In ExxonMobil’s case, I’m talking about shareholders. Tillerson’s company has been under formal investigation by the Securities and Exchange Commission since August for failing to accurately value its proven oil reserves.Those reserves are critical to investors for assessing the future viability of the company. Without the certainty that the company can keep crude oil flowing decades into the future, ExxonMobil stock would plummet. Rewriting the disclosures to investors with lower valuations would cost the company billions of dollars. And actually the entire oil and gas industry would be affected by a new standard rather than the current ad hoc system.

The investigation is a kind of companion piece to the “Exxon Knew” campaign, which charges that the world’s largest publicly traded oil company was aware of the catastrophic effects of climate change nearly 40 years ago, but lied to shareholders about these risks to its business model. Attorneys general in over a dozen states have opened investigations into these matters.

More Jonathan Chait in a separate piece than the one above:

Trump has dismissed the CIA’s findings as fundamentally untrustworthy on the grounds that the agency failed to assess Iraq’s weapons of destruction before the war (and ignoring the distortions of strong-arming from the Bush administration that contributed to this error). His aide Carter Page, and his prospective deputy secretary of State, John Bolton, are suggesting the U.S. government may have conducted the hacks in order to frame Russia, and hence Trump.

While it may give Trump too much credit to assume he has followed a considered strategy, there is a coherent pattern to the discourse he has promoted. It is a comprehensive attack on empiricism. He spreads distrust against every institution, so that the only possible grounds for belief is trust in a person. The suspicion he spreads against every institution protects Trump from accountability. If everybody is guilty — what governments don’t murder journalists? — then nobody is guilty. Questions about Trump’s own suspicious financial and political ties are simply more conspiracy theories.

John Cassidy at The New Yorker dives into Trump’s attacks on the CIA:

Trump doesn’t confine himself to reality—nothing new there. For once, though, he has been called on it, and there will be more repercussions.
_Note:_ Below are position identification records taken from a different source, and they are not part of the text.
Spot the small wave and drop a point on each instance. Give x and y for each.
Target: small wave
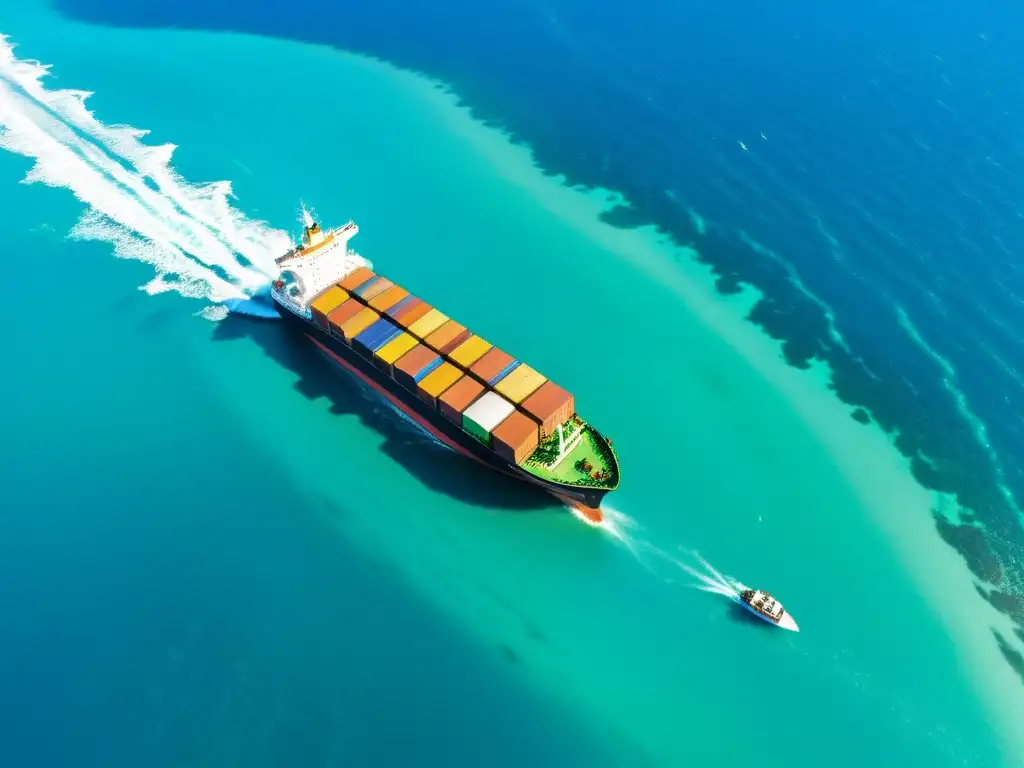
(199, 245)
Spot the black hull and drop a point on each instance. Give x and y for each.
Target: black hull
(431, 420)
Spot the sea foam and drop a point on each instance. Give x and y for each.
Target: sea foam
(198, 243)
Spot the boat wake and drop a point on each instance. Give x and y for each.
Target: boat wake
(698, 573)
(199, 245)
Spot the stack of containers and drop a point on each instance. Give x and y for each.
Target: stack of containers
(411, 312)
(357, 324)
(494, 367)
(427, 324)
(436, 382)
(385, 356)
(519, 384)
(339, 316)
(469, 351)
(448, 337)
(415, 365)
(401, 305)
(549, 407)
(373, 287)
(376, 336)
(322, 306)
(515, 438)
(355, 279)
(387, 299)
(481, 418)
(459, 396)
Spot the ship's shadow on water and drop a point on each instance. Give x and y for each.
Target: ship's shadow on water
(436, 467)
(738, 614)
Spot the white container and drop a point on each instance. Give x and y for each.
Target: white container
(480, 418)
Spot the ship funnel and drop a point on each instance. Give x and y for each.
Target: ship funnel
(307, 220)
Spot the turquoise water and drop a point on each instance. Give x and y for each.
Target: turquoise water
(220, 551)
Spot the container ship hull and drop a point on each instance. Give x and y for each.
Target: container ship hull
(587, 501)
(469, 394)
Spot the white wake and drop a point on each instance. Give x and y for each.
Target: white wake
(198, 243)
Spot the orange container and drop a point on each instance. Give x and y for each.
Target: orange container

The confirmation prospects of Rex Tillerson, the chief executive of Exxon Mobil, whom Trump reportedly has settled on as his pick for Secretary of State, have been further complicated. Other nominees will also be affected: Democratic senators are sure to take their confirmation hearings as a chance to ask whether they agree with Trump’s statements about the C.I.A. and Russia. And, while that’s happening, the new Administration will find itself embroiled in hearings about the extent and impact of the Russian cyber attacks. Testifying at these hearings, senior intelligence and law-enforcement officials are likely to contradict Trump, or at least express views that diverge from his.

For anyone who had been hoping that the fabled “checks and balances” in the U.S. system wouldn’t fail us, this is just the sort of thing we want to see happening. Of course, it doesn’t mean the threat of democratic erosion has been beaten back—far from it—or that Trump won’t ride through this squall. But the reaction to his latest hissy fit does suggest that he has made his first big misstep since the election. In the phrase often attributed to Talleyrand after Napoleon ordered the summary execution of the Duke of Enghien, Trump’s attack on the C.I.A., and his refusal even to countenance the notion that Putin’s hackers sought to help him out, was “worse than a crime—it was a blunder.”